Cost effectiveness and opportunity costs
While NICE’s draft guideline has addressed the issue of cost effectiveness of providing treatment, it did not look at the potential opportunity costs of targeting lower-risk patients when so many at higher risk are not receiving optimal treatment. How will GPs — at a time of huge demand — be able to prioritise treating patients at higher risk while also considering offering treatment to those at lower risk?
The evidence review says that risk assessment costs (i.e. the costs of assessing whether a patient should take statins or not) were not included, as they were “assumed common to everyone” whether they were prescribed a statin or not. Yet increasing the population who might be eligible for statins seems likely to increase the numbers who need a risk assessment.
Risk assessment conversations about statins are not simple. Decisions are more finely balanced when patients are at lower risk, which could result in longer consultations as people try to reach a decision that is right for them. Add the possibility of more consultations if people have side effects or need dose titration or adjustment, annual checks to monitor the medication’s effects and discuss compliance with therapy, and these so-called ‘cheap’ pills start to get expensive.
Hawthorne says the guidance is adding unwelcome pressure: “GPs are currently under immense pressure of work, and the NICE guidelines — if eventually approved — will result in considerable addition to this workload.”
Bateman agrees: “Prevention is really important, and anything we can do to reduce the future burden of CV disease has to be a positive thing; however, from my experience looking at work across the region, the system is struggling to ensure patients with 10% CVD risk and the secondary prevention patients are managed properly.”
Wright says: “I think it is unlikely we will see a myriad of people coming in demanding or expecting [statin] therapy. The focus should be about getting higher risk patients — identifying them and having discussions and getting them on to treatment.”
Statement from NICE
NICE declined to comment further on the draft guidelines, or to allow its guideline development committee members to be interviewed; however, a statement says: “The draft guideline is still subject to public consultation and may therefore change as a result; the committee will have to consider feedback from stakeholders on this point (if there is any) and could put themselves in the position of being conflicted on it.”

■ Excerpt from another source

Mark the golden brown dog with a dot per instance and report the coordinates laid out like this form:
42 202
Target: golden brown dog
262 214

Full details of the evidence review, draft guideline and information about how to respond to the public consultation can be found on the NICE website.
Our verdict
On 13 January 2023, the Daily Mail reported the change of guidelines with the startling headline: “Now anyone over 18 can get statins!”, but that looks unlikely to happen. The clinical and cost-effectiveness evidence is robust, but the real costs will be in identifying and assessing patients, which — considering the immense pressure currently on the NHS — might be a big ask.